A man from the predominantly Bedouin southern city of Rahat has been arrested for posting a video on his Facebook page that called for people to carry out car-ramming attacks, police said in a statement Wednesday.
The video featured footage from Sunday’s terror attack, in which an East Jerusalem man drove his truck into a group of Israeli soldiers, backed up and ran over them again, killing four and injuring dozens.
In the background of the video a voice, speaking in Arabic, encouraged people to carry out similar attacks.
Police said the suspect, a 30-year-old Rahat resident, was first detained on Tuesday, and would remain in jail until at least January 15.
“While protecting free speech, we cannot allow incitement and threats on Facebook,” the statement said.
Earlier in the week, police arrested four residents of the Old City in Jerusalem for spray-painting graffiti praising Fadi al-Qunbar, the driver in Sunday’s attack.
The graffiti found sprayed across shopfronts in the Muslim Quarter the night after the attack praised Qunbar, and declared his truck-ramming was an act of “resistance, not terror.”
Also found written in Hebrew was the statement: “Yesterday’s attack is the beginning of 2017.”
The vandalism suspects, whose ages range from 13 to 20 years old, were arrested after police uncovered cans of spray paint during a search of their homes, a police spokeswoman said.
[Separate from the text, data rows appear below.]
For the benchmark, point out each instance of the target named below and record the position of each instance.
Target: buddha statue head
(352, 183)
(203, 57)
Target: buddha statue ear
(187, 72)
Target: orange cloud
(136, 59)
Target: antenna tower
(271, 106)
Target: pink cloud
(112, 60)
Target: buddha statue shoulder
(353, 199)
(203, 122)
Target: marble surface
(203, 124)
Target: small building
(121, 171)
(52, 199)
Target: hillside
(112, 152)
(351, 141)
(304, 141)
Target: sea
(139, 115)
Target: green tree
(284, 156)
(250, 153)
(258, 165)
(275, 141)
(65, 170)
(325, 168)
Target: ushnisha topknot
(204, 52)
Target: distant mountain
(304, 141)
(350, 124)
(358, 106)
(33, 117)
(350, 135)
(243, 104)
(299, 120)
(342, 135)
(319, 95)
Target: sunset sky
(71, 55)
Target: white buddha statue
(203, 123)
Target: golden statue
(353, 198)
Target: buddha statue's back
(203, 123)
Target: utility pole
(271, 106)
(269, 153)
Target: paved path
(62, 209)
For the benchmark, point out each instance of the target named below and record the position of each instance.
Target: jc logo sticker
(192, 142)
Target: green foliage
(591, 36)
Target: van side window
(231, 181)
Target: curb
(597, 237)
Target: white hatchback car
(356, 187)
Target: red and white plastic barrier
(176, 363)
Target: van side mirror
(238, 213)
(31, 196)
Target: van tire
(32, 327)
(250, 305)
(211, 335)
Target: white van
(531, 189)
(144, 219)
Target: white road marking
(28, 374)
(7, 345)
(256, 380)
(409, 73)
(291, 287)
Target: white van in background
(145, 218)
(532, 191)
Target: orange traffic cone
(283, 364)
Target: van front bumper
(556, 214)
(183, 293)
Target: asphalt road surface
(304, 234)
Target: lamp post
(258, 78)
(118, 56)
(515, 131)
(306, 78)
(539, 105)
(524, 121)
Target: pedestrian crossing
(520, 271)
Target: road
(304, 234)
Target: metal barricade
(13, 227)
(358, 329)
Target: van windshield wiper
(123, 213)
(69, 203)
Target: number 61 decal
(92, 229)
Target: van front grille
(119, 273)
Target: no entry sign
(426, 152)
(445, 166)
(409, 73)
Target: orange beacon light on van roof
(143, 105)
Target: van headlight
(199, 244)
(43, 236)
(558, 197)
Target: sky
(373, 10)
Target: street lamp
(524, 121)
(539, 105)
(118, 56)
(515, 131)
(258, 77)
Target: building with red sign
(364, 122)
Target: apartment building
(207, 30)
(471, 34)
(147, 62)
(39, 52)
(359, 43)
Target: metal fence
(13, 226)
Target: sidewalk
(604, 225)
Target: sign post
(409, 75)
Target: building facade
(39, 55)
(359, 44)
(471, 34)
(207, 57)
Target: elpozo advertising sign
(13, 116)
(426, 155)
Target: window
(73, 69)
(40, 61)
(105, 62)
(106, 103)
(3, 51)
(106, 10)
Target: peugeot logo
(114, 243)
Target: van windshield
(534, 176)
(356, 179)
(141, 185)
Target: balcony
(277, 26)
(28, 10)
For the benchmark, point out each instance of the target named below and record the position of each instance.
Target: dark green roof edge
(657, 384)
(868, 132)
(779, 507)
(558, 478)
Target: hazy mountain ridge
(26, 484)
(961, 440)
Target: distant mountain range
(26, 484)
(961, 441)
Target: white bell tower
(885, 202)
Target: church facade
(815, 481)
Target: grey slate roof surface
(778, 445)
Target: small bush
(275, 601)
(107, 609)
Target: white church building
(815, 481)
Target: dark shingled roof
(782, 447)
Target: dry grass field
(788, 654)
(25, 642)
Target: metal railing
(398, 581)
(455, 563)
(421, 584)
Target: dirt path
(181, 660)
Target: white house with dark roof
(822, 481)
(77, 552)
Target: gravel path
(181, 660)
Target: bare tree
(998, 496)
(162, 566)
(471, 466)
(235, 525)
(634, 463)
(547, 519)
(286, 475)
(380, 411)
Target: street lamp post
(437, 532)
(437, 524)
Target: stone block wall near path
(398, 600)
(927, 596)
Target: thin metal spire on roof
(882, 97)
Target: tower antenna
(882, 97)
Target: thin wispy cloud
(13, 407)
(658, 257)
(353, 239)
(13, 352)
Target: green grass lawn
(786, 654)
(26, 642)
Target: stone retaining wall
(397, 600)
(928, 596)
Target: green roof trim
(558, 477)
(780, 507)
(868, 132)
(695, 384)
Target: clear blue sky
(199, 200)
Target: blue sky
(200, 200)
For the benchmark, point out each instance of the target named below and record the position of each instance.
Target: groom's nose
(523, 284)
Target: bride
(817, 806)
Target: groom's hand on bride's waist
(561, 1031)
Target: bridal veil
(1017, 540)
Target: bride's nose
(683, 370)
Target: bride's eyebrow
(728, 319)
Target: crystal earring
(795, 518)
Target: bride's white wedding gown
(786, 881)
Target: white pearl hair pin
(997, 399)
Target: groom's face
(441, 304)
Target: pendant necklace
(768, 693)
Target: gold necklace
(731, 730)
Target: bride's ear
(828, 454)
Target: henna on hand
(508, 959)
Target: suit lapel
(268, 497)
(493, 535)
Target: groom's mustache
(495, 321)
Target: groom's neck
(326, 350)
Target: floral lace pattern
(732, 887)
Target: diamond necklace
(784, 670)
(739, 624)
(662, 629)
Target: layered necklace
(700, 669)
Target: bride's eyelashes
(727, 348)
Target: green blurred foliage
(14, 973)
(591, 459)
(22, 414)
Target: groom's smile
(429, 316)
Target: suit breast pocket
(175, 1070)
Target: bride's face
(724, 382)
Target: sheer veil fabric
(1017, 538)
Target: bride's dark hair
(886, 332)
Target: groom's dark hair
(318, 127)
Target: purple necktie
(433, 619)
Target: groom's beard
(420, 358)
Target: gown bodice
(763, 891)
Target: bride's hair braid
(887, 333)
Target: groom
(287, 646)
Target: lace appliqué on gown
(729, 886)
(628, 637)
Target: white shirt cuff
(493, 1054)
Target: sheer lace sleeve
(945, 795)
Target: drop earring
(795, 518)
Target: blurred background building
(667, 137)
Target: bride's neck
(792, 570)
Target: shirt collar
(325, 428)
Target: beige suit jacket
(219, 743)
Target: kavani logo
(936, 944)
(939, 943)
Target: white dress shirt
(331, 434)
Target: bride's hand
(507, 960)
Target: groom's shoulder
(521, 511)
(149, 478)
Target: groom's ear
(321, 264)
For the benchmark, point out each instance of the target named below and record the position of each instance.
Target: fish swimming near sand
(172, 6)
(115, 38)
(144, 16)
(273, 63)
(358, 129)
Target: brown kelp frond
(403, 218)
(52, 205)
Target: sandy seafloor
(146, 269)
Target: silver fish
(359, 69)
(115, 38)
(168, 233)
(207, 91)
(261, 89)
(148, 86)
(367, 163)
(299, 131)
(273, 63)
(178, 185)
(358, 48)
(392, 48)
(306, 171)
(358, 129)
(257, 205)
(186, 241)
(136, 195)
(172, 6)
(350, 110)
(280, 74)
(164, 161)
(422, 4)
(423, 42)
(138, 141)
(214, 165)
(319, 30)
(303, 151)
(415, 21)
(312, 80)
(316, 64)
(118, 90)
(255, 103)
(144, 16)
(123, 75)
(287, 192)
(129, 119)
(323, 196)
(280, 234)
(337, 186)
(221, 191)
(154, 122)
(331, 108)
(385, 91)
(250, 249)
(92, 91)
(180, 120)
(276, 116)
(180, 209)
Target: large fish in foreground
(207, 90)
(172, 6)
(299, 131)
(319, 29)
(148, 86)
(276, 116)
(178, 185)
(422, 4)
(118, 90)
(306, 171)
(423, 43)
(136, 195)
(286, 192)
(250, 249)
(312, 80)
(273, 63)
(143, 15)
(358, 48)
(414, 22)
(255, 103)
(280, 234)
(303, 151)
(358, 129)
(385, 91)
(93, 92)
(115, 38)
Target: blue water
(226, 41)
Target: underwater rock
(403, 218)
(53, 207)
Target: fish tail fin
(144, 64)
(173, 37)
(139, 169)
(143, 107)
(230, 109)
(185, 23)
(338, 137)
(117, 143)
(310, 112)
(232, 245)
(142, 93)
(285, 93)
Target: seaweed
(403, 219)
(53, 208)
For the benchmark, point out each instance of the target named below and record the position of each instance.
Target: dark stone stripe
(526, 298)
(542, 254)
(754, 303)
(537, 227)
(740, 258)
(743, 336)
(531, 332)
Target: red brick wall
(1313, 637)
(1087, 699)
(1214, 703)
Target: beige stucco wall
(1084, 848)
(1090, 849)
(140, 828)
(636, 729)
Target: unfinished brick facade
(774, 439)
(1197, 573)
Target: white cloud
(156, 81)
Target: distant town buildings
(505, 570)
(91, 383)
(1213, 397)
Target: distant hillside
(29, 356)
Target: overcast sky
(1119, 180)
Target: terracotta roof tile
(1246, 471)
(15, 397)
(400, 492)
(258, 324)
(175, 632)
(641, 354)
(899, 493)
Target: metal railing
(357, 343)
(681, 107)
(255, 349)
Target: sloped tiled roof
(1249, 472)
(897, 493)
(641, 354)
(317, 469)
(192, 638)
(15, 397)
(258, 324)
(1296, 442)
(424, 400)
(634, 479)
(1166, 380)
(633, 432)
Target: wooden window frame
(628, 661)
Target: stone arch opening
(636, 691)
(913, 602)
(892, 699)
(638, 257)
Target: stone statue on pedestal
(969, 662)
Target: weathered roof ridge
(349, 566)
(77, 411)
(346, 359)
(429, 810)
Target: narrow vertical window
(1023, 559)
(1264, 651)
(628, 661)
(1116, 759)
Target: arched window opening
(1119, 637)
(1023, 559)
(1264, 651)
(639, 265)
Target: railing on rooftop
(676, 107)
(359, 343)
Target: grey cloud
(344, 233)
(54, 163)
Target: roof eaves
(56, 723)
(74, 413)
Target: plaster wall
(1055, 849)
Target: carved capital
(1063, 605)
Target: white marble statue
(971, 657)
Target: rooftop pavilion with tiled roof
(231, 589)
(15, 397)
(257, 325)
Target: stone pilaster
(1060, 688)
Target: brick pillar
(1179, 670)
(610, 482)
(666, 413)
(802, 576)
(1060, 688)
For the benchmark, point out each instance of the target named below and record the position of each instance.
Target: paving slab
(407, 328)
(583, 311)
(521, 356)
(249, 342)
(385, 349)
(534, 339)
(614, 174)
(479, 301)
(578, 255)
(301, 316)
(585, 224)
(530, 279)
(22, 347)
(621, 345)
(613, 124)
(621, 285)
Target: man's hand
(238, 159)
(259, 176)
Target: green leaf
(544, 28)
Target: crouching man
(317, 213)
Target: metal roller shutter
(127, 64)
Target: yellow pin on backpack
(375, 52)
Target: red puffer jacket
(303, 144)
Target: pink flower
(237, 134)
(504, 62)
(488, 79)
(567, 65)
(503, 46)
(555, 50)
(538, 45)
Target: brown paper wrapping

The 13-year-old has since been released to house arrest, while the rest of the suspects will remain in police custody until the completion of the investigation, after which they will be brought before a court, the spokeswoman added.
After the attack, the high-level security cabinet ordered security services to detain and investigate anyone found praising or celebrating the attack, after claims surfaced that some residents of East Jerusalem cheered and distributed sweets to passersby after the attack.
Nine people were arrested in the immediate aftermath of the attack, including five members of Qunbar’s family.
On Monday, a Jerusalem judge ordered Qunbar’s father and sister released — with the latter having praised her brother as a “martyr” immediately after the attack — citing a lack of evidence to justify their continued detention.
However, the court on Monday did extend the remand of five suspects — brothers Hamza, 31, and Muhammad, 28, cousin Muhammad, 30, and two other residents of Jabel Mukaber — for a further seven days on suspicion that they knew in advance about Qunbar’s plan to carry out the attack and did nothing to prevent it.
A previously unknown Palestinian group calling itself “the martyr of Baha Alyan collective” claimed responsibility on Monday for the truck-ramming, saying in a statement online that the attack was not the first carried out by a member — without providing details — and will be followed by “a torrent of unyielding quality attacks in defense of our Jerusalem and in revenge of our martyrs and prisoners.”
The group is named after Baha Alyan, who along with Bilal Abu Ghanem, killed three Israelis on a bus in Jerusalem in 2015. He was later killed by security forces.
Like Qunbar, both Alyan and Ghanem were residents of Jabel Mukaber.